To ensure that you pick up both the obvious and less obvious, the cause as well as the symptom, it helps to structure your thinking around three primary sources of ethical risk: the market, the firm and the employee. I’ll outline each below.
Three Sources of Ethical Risk
Ethical risks at the market level come from the business environment within which your firm operates. It can be gauged from factors such as:
- how intense is competition within your market and how might this influence decision making?

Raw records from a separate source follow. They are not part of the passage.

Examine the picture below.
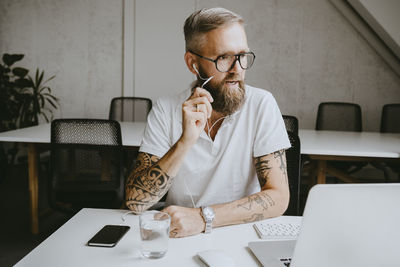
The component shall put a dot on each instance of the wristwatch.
(208, 216)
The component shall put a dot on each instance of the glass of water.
(154, 232)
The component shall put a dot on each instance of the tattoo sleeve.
(271, 167)
(262, 169)
(147, 184)
(281, 157)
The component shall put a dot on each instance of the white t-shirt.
(222, 170)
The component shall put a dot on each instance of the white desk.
(38, 139)
(322, 146)
(67, 246)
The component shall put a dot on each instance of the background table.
(319, 145)
(38, 139)
(67, 246)
(322, 146)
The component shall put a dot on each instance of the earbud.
(206, 79)
(194, 67)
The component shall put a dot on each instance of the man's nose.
(235, 68)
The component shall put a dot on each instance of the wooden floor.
(15, 238)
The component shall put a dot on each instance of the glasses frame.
(237, 58)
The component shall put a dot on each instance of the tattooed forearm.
(254, 218)
(147, 183)
(262, 168)
(261, 199)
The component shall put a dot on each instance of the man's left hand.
(185, 221)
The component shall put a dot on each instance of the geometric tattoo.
(147, 184)
(281, 156)
(262, 169)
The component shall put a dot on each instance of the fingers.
(199, 92)
(201, 104)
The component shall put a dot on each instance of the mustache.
(231, 77)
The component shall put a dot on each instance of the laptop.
(343, 225)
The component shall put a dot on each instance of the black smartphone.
(108, 236)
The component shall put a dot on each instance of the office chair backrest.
(337, 116)
(390, 121)
(293, 171)
(130, 108)
(291, 123)
(86, 166)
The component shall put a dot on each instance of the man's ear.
(190, 62)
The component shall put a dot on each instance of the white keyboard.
(277, 231)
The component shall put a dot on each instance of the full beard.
(226, 101)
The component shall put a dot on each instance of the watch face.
(208, 213)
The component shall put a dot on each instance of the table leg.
(33, 187)
(321, 178)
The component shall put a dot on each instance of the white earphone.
(194, 66)
(206, 79)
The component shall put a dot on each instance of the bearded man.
(218, 148)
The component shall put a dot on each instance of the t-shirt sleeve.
(271, 132)
(156, 139)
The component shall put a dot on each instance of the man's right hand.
(195, 112)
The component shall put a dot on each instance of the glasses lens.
(225, 63)
(246, 60)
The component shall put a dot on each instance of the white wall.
(306, 51)
(78, 41)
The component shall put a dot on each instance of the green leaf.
(45, 88)
(51, 96)
(52, 103)
(39, 82)
(20, 72)
(45, 117)
(23, 83)
(49, 79)
(11, 59)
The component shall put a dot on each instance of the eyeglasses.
(225, 63)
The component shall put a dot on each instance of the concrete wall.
(78, 41)
(306, 53)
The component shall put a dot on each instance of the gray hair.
(206, 20)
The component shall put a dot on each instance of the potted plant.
(23, 99)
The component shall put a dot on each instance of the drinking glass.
(154, 233)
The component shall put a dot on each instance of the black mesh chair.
(130, 108)
(293, 171)
(338, 116)
(291, 124)
(85, 165)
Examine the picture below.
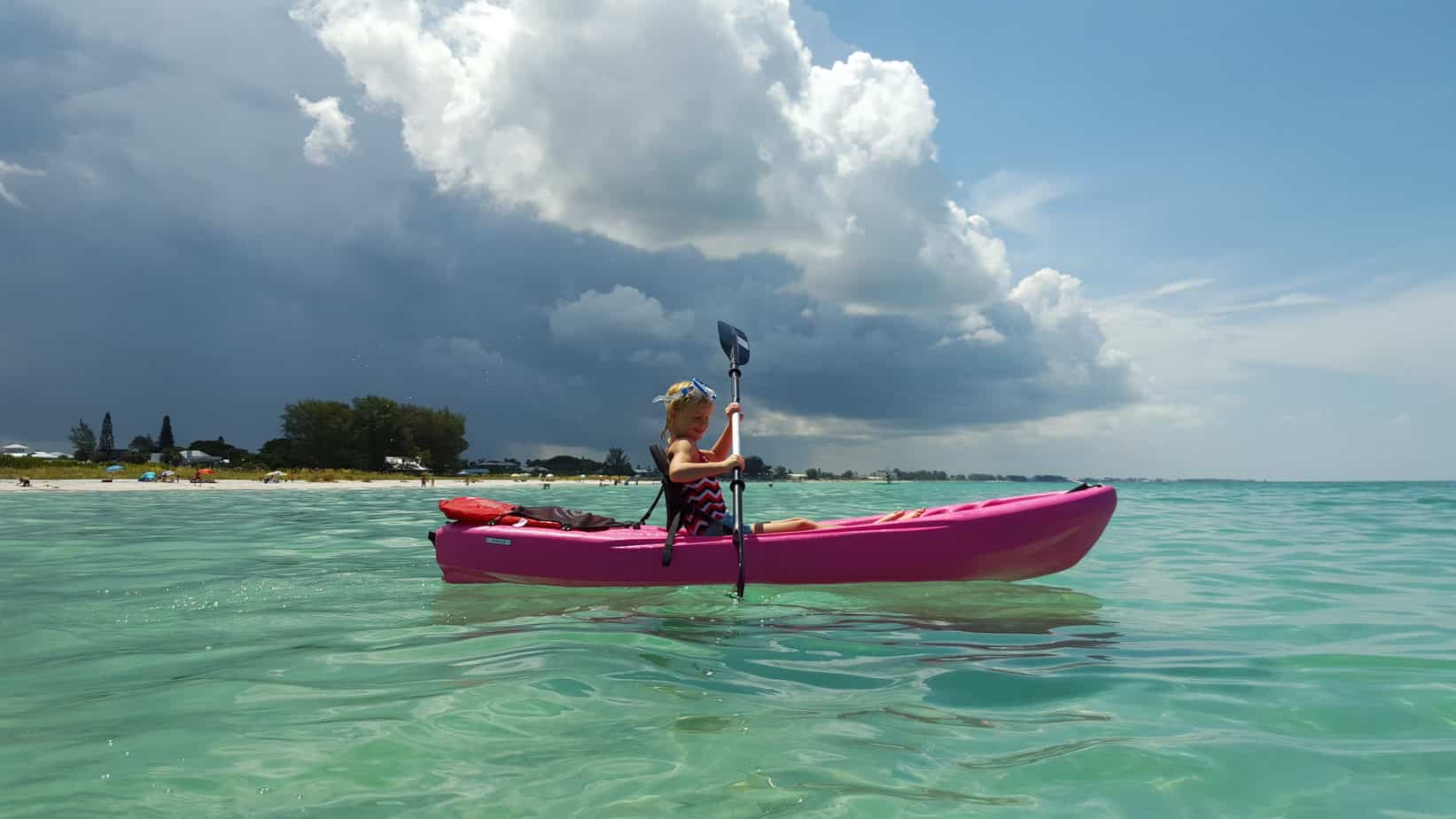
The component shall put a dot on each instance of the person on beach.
(689, 413)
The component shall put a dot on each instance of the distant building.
(20, 450)
(396, 464)
(491, 466)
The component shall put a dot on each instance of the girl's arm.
(681, 466)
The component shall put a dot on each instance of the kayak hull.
(996, 540)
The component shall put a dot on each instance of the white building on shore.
(20, 450)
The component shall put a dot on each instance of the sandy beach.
(133, 486)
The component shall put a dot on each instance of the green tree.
(278, 454)
(321, 433)
(220, 449)
(379, 430)
(83, 441)
(437, 434)
(616, 463)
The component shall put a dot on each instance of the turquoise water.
(1225, 651)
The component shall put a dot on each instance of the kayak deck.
(994, 540)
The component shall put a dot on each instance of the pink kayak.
(996, 540)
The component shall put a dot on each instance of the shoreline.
(226, 486)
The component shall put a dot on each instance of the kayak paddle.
(736, 346)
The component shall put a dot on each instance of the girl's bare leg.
(900, 515)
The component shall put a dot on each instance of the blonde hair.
(681, 397)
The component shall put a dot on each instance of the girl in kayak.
(689, 411)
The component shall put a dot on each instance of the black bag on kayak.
(570, 518)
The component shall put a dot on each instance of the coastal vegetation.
(362, 439)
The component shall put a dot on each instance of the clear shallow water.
(1225, 651)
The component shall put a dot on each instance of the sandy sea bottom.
(1226, 651)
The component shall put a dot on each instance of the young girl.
(689, 411)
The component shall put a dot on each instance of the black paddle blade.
(734, 343)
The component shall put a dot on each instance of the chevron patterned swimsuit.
(705, 503)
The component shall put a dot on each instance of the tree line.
(317, 434)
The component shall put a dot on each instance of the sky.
(1085, 239)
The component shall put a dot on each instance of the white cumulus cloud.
(620, 315)
(667, 122)
(331, 135)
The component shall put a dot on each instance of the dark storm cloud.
(179, 257)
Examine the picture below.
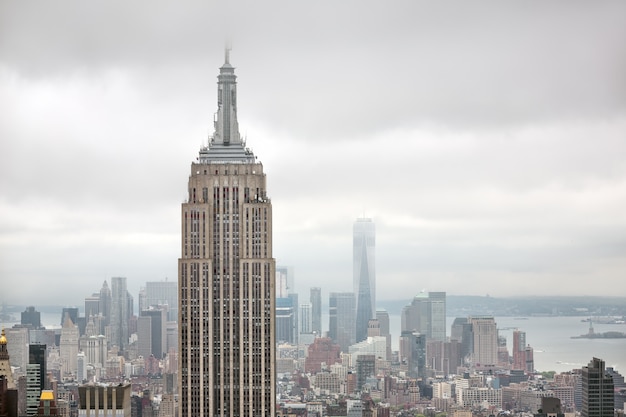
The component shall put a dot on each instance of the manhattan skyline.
(485, 141)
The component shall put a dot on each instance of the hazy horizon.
(486, 140)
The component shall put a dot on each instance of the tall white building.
(226, 276)
(364, 274)
(120, 313)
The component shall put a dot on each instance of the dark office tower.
(518, 349)
(31, 317)
(226, 276)
(365, 368)
(598, 390)
(437, 315)
(413, 352)
(341, 327)
(105, 304)
(37, 356)
(364, 274)
(119, 313)
(316, 310)
(427, 315)
(158, 318)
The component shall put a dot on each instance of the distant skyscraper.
(163, 293)
(157, 321)
(104, 401)
(17, 345)
(306, 318)
(105, 305)
(92, 305)
(119, 313)
(68, 346)
(316, 310)
(285, 320)
(598, 390)
(413, 351)
(485, 341)
(31, 317)
(341, 328)
(519, 344)
(37, 355)
(427, 315)
(226, 276)
(93, 345)
(383, 321)
(5, 366)
(364, 273)
(284, 281)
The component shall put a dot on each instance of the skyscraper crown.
(226, 144)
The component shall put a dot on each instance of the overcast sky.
(487, 140)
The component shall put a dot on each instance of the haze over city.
(485, 140)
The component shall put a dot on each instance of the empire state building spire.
(226, 143)
(226, 126)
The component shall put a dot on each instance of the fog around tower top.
(484, 139)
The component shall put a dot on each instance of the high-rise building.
(31, 317)
(17, 346)
(519, 344)
(33, 388)
(92, 305)
(316, 310)
(383, 321)
(364, 274)
(341, 328)
(120, 315)
(413, 352)
(285, 320)
(93, 345)
(163, 293)
(105, 305)
(156, 320)
(226, 276)
(5, 365)
(485, 341)
(365, 368)
(427, 315)
(306, 322)
(68, 346)
(104, 401)
(598, 390)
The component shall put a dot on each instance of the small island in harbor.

- what level of regulation is the market under and to what extent are those regulations expressed in ethical terms like conflicts and fairness?
- is there over-capacity amongst suppliers to the market and how have those firms organised their businesses as a result?
- are information asymmetries prevalent between provider and consumer, and what standards are used to offset that affect?
Ethical risks at the firm level come from how the firm is organised and the way in which it approaches ethics. It can be gauged from factors such as:
- how prominent and vocal is the firm’s leadership on values and standards of behaviour?
- how have the firm’s values been embedded across its management systems?
- does the firm maintain a culture of openness and in what ways can it evidence this?
- how does the firm guide its employees in how they should behave at work, both explicitly and implicitly?
Ethical risks at the employee level come from how the behaviour of individual employees is managed. It can be gauged from factors such as:
- how consistently does the firm respond when an employee acts in ways contrary to the firm’s values?
- how well does the firm manage an employee who raises a concern about behaviour at work?
- how does the firm respond to an employee who upholds the firm’s values in difficult situations?
Adopting a structured approach to mapping out the ethical pressures that your business is subject to ensures that ethics initiatives deliver tangible benefits to the business. Once mapped, of course, they then needed to be weighed up and priorised.